7Or, cette problématique de l’image intérieure est l’autre nœud de l’argumentaire de Richeome qui opère un déplacement stratégique du problème de l’idole vers celui de l’idolâtrie. Passer des faux dieux aux images adorées comme dieux, c’est-à-dire d’une définition par l’objet (l’idole) à une définition par l’usage (l’idolâtrie) lui permet en effet d’introduire la distinction entre idolâtrie matérielle et idolâtrie spirituelle15. Selon Richeome, « l’exterieure est un effect de l’interieure16 », ce qui fait que la seconde peut être sans la première17. Notons toutefois que cette approche par l’usage semble entrer en contradiction avec la définition par l’objet où il était avancé que les idoles sont des incitations à l’idolâtrie, et qu’il suffit de supprimer ces fausses images pour éviter toute chute dans l’idolâtrie. En fait, à bien y regarder, l’enjeu se situe cette fois ailleurs, dans le rapport dialectique entre idole extérieure et idole intérieure. En révélant la présence d’une telle idole intérieure, l’objectif de Richeome est on ne peut plus clair : il s’agit non seulement de désamorcer la critique protestante en défendant l’idée que tout catholique posant son regard sur les images est mu d’une intention juste, c’est-à-dire non idolâtre, mais plus encore de retourner l’arme contre les protestants en fustigeant leurs mauvaises intentions qui font d’eux les véritables idolâtres. En s’attaquant aux prétendues idoles extérieures des catholiques, ils ne font à vrai dire qu’exprimer leurs propres fantasmes idolâtriques. La tabula rasa iconoclaste ne consisterait donc, selon Richeome, qu’en la mise en place d’une « table d’attente » pour l’érection de nouvelles idoles, tout intérieures celles-là. Bref, si l’on suit toujours la logique du portrait inversé, l’idolâtre n’est pas celui que l’on croit.

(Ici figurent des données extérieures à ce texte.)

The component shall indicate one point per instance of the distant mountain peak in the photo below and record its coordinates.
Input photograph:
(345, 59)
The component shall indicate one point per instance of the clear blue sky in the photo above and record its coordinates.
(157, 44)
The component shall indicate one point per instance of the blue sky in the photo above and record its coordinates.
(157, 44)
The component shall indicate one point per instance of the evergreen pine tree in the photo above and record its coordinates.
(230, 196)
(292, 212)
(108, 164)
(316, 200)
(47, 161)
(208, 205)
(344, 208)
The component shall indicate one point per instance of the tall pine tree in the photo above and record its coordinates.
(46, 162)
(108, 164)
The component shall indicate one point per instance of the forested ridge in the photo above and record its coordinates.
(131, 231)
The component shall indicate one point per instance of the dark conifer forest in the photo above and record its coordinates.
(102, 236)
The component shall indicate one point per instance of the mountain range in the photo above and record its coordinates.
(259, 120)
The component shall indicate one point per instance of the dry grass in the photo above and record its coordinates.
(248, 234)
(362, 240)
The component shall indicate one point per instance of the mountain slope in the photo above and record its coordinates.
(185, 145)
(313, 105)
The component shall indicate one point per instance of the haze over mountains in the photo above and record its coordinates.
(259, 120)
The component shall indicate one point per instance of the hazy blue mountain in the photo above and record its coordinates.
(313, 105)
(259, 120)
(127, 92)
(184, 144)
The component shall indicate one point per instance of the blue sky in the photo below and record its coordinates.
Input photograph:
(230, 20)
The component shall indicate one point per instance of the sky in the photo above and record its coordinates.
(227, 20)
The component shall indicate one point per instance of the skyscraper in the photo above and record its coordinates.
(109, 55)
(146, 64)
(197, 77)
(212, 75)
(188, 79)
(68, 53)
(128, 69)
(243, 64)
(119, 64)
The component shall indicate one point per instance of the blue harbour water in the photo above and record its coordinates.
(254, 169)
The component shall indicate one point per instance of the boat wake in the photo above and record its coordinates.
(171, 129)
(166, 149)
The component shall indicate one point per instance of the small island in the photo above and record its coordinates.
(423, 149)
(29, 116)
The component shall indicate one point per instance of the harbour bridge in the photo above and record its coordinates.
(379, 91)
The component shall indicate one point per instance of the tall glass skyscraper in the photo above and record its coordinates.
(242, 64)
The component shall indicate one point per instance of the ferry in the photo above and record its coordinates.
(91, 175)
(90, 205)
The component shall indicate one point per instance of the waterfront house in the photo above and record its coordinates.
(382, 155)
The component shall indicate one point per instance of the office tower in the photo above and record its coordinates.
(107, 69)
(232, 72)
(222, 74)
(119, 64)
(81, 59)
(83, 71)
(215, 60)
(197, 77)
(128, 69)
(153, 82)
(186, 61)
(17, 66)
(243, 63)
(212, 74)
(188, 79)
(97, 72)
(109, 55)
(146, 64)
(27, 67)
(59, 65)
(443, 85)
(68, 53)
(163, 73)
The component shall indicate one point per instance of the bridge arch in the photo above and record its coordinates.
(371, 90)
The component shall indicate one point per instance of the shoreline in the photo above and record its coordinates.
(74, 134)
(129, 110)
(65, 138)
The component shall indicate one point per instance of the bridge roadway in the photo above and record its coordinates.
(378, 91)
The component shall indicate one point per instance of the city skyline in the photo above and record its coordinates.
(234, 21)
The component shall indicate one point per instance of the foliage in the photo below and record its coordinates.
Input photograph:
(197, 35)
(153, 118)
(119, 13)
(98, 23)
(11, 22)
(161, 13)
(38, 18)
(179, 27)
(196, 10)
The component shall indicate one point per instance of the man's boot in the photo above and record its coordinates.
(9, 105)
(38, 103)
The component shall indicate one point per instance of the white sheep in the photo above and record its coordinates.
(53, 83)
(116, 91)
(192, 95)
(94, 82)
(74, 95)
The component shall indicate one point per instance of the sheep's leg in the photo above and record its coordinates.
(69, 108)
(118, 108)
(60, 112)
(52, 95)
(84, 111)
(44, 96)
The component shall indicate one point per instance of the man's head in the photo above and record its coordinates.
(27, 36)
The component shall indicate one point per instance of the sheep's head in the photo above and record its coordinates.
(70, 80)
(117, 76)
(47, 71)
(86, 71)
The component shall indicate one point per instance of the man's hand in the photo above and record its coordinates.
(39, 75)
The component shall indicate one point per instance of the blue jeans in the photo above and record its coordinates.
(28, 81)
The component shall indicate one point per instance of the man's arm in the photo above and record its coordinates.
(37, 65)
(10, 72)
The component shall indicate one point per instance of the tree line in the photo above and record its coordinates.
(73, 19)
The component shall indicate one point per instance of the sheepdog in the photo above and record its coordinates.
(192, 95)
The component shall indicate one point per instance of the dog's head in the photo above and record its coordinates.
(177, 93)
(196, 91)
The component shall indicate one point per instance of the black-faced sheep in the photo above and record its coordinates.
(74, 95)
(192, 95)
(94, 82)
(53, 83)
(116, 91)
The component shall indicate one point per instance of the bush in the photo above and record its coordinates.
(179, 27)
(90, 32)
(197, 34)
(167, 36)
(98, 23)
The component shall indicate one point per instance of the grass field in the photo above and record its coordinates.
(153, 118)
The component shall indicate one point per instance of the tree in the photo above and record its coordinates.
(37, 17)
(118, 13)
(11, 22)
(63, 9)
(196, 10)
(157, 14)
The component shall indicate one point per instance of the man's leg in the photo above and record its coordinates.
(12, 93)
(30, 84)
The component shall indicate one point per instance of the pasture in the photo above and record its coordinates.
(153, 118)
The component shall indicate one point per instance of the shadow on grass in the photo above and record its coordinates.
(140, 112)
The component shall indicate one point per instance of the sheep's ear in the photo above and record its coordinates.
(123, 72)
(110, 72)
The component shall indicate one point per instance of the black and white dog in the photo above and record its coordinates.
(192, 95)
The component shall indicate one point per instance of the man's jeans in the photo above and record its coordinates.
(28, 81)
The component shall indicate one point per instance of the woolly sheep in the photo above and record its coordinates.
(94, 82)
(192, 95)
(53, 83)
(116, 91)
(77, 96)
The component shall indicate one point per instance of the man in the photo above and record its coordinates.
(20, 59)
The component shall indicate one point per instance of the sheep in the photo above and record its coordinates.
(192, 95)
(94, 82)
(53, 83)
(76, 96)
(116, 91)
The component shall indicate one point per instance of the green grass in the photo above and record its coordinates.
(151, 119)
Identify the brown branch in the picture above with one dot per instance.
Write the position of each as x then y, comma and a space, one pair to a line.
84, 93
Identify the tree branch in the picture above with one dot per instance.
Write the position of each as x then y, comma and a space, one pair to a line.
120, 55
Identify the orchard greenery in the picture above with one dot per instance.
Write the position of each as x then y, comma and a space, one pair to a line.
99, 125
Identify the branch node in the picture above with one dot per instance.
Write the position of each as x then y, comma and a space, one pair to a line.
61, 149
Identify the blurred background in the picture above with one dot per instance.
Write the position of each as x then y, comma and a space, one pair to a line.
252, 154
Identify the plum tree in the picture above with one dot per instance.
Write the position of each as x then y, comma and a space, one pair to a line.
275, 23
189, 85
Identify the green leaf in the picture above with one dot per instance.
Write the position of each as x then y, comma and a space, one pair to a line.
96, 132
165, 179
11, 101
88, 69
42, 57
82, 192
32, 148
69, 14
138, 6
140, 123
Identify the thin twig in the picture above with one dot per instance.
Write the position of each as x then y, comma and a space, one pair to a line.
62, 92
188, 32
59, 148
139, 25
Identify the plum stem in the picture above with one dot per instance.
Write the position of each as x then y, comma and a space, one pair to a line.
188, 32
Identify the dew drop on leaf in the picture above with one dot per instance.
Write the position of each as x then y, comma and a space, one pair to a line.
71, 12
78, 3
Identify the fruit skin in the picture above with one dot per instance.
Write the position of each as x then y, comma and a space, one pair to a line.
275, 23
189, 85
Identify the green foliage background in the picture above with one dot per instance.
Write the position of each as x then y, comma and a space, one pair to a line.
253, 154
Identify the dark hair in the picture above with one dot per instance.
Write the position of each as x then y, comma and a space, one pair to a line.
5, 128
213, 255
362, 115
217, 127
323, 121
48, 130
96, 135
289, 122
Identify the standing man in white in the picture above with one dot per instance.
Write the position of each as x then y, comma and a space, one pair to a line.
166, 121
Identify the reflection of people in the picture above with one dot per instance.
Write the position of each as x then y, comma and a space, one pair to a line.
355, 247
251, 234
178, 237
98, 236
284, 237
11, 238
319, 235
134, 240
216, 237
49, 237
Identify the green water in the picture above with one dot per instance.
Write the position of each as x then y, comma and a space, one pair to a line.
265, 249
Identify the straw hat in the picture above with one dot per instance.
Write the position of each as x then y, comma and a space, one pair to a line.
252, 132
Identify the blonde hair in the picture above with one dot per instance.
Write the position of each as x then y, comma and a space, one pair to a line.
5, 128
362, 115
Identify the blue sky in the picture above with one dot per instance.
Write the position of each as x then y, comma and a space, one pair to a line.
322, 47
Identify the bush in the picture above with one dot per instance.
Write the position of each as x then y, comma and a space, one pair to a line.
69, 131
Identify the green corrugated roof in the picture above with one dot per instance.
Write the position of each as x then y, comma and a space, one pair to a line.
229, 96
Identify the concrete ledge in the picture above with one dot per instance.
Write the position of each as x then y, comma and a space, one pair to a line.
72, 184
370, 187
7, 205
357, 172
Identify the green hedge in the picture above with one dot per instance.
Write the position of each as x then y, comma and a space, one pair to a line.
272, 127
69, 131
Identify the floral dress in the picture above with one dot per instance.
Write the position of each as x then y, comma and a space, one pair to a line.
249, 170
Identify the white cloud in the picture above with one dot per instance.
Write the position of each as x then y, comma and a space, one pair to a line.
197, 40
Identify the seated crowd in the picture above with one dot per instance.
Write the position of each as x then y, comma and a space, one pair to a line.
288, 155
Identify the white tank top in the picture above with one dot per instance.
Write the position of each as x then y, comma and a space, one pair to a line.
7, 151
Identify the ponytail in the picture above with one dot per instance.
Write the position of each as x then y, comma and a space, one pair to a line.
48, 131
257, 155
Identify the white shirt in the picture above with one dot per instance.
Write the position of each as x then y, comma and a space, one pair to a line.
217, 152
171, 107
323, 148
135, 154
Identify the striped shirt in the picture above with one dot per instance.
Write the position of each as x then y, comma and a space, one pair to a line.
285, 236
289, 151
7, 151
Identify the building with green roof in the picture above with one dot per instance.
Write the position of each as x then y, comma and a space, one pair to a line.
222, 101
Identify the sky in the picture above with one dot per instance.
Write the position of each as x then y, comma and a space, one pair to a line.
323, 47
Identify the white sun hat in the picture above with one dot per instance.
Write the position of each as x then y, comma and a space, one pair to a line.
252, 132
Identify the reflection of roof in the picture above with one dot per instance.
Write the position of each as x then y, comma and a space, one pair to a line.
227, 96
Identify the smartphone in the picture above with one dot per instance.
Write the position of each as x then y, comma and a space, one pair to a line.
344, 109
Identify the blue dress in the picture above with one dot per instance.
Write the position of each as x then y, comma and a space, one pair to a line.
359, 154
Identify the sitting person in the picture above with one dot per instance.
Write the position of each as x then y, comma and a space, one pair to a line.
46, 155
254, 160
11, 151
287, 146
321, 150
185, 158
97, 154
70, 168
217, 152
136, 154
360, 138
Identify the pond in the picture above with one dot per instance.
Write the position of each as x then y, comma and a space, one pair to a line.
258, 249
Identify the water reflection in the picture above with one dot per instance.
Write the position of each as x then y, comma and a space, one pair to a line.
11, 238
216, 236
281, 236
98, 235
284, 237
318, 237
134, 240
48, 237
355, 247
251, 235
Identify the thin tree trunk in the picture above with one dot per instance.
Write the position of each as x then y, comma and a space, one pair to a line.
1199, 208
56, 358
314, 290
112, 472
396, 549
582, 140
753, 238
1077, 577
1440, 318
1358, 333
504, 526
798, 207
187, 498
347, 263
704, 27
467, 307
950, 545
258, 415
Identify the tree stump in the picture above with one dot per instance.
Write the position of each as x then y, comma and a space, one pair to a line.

8Selon un syllogisme que ne manquera pas de retourner Bansilion, toute hérésie est considérée par Richeome comme une idole : « car comme l’Idole est une Image fausse ; aussi l’heresie est une vaine imagination, qui est encore moins que l’Idole matérielle18 ». L’hérétique est ainsi représenté comme un peintre de fantasmagories : « ces meschans [ne cessent] de peindre, & de feindre contre l’Eglise Catholique19 ». Dès lors, cette dernière, qui s’est toujours battue contre « les troupes infernales & idolatres20 » se doit de partir à l’assaut des protestants dont les actes iconoclastes ne sont que l’autre face de l’idolâtrie ou plutôt la manifestation physique de cette idolâtrie intérieure dont les moindres symptômes extérieurs sont diagnostiqués par Richeome, à commencer par les signes physiques et comportementaux.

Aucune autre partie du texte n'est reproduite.